The thinking goes like this: If there is going to be a debate about whether women are full human beings or just handmaidens or Playmates, two sides are needed. But men might not be the best boxers on that Playmate side, because then they will come across as sexists. So that side needs women and they pay well. Or at least pay.
Hence the Caitlin Flanagans, Camilla Paglias and Charlotte Allens who get to write in all sorts of mainstream places about what is wrong with feminism and how the good old times were really very much better altogether. And women are rather silly creatures, are we not?

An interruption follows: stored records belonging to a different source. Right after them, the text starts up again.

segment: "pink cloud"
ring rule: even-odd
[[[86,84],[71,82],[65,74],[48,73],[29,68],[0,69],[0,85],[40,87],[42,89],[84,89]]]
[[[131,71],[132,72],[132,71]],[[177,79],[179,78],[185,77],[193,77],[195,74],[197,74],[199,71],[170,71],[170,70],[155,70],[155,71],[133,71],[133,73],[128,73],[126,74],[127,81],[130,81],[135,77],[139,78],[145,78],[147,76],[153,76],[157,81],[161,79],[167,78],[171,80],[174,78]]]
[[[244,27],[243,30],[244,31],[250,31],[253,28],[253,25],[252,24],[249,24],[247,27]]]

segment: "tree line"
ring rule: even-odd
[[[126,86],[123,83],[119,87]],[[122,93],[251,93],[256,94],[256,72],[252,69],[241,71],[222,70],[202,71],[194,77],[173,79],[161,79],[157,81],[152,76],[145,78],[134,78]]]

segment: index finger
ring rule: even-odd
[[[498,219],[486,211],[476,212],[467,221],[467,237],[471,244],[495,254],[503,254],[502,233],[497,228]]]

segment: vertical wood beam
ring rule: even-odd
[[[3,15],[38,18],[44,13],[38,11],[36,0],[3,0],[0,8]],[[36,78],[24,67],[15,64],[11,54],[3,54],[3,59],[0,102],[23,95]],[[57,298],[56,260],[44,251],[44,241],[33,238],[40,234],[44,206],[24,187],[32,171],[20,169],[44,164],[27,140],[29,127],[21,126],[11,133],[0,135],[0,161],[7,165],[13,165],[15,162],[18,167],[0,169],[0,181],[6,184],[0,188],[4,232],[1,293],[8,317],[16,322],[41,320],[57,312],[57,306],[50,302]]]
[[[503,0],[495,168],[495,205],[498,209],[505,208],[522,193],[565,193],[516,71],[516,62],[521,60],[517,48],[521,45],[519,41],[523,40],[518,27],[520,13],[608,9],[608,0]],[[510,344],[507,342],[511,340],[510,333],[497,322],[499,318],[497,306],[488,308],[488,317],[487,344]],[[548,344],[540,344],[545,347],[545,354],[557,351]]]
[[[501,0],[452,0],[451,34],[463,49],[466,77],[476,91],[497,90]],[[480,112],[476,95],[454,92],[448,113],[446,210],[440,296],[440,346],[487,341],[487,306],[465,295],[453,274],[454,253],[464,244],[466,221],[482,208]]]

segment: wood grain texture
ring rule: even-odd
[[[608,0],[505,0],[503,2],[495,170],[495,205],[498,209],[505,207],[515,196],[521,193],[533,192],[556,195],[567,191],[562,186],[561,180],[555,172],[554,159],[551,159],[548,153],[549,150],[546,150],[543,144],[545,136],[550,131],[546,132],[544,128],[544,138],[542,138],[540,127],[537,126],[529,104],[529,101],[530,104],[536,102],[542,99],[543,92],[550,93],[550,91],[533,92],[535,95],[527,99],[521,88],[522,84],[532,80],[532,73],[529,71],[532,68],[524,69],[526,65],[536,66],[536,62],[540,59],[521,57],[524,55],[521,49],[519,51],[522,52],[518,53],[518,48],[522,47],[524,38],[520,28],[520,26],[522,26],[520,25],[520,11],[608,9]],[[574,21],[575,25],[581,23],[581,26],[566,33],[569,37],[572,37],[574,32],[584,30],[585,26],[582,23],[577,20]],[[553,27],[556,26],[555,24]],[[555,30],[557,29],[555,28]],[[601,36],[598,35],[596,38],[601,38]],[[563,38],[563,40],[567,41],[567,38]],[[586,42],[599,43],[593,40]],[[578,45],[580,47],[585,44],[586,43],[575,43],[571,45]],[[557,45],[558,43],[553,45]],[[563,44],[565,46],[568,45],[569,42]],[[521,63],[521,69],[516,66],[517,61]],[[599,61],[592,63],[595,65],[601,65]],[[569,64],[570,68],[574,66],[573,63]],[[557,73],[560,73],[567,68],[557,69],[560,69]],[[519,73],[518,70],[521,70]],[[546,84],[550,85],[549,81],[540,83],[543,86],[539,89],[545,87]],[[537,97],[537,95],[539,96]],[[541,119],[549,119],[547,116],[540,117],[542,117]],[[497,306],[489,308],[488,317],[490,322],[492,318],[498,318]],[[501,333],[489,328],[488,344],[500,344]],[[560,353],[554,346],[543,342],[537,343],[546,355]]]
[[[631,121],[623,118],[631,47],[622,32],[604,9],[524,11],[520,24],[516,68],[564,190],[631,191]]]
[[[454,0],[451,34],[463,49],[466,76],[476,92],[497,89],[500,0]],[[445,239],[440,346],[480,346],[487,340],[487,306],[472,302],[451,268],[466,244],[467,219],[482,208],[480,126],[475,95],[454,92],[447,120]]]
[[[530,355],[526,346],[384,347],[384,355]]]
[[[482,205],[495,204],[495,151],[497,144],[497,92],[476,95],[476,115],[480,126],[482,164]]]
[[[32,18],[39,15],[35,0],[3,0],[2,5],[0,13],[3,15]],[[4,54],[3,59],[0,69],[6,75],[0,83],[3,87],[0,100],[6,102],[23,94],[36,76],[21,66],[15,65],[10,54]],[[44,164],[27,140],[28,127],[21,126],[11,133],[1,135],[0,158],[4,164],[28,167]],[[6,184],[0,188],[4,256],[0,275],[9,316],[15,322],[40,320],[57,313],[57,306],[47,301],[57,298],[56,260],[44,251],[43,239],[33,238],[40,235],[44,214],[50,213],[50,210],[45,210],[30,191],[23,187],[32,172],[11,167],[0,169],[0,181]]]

Katie Roiphe has the same shtick. You may not be familiar with her Seminal Work which was published a generation ago. Here is a summary from the review of the book by Katha Pollitt:
In "The Morning After: Sex, Fear, and Feminism on Campus" (Little, Brown; $19.95) Katie Roiphe, a twenty-five-year-old Harvard alumna and graduate student of English at Princeton, argues that women's sexual freedom is being curtailed by a new set of hand-wringing fuddy-duddies: feminists. Anti-rape activists, she contends, have manipulated statistics to frighten college women with a nonexistent "epidemic" of rape, date rape, and sexual harassment, and have encouraged them to view "everyday experience"- sexist jokes, professional leers, men's straying hands and other body parts- as intolerable insults and assaults. "Stranger rape" (the intruder with a knife) is rare; true date rape (the frat boy with a fist) is even rarer.Katie is still at it. Her newest opinion piece for the New York Times, "In Favor of Dirty Jokes and Risqué Remarks," hooked to the Herman Cain incidents, argues that workplace sexual harassment is mostly just innocent jokes, that women are strong enough to take them and that work would be a really boring place if nobody could ping your bra strap while you go to the water cooler. Or rather:
As Roiphe sees it, most students who say they have been date raped are reinterpreting in the cold grey light of dawn the "bad sex" they were too passive to refuse and too enamored of victimhood to acknowledge as their own responsibility.
Is the anodyne drone typing away in her silent cubicle free from the risk of comment on her clothes, the terror of a joke, the unsettlement of an unwanted or even a wanted sexual advance, truly our ideal? Should we aspire to the drab, cautious, civilized, quiet, comfortable workplace all of this language presumes and theorizes? At this late date, perhaps we should be worrying about different forms of hostility in our workplace.No, of course not! That anodyne female drone should be out there pinging jockstraps and making jokes about the probable size of various male colleagues' penises! To spread the joy and humanity to everyone working in that place. Duh. Everybody can see that.
Except perhaps for our Katie. The fun thing about the world she would like to have back is that it makes no demands of equal treatment of men and women, and that for an unusual reason:
Women are strong enough to take everything the world throws at them. Therefore, there is no need for concerns such as date rape or sexual harassment. But then if we accept her premise, men must be too weak to be able to endure any kind of restraints on their behavior. Or the poor must be strong enough to take poverty and so on. You can go on with those examples, I'm sure.
My apologies for writing about all that. The central point about making money from feminism is to oppose it, to portray it as a humongous evil claw squeezing the whole society while also being totally wrong and marginalized and unattractive and utterly illogical, like swimming against the waterfall of nature and tradition.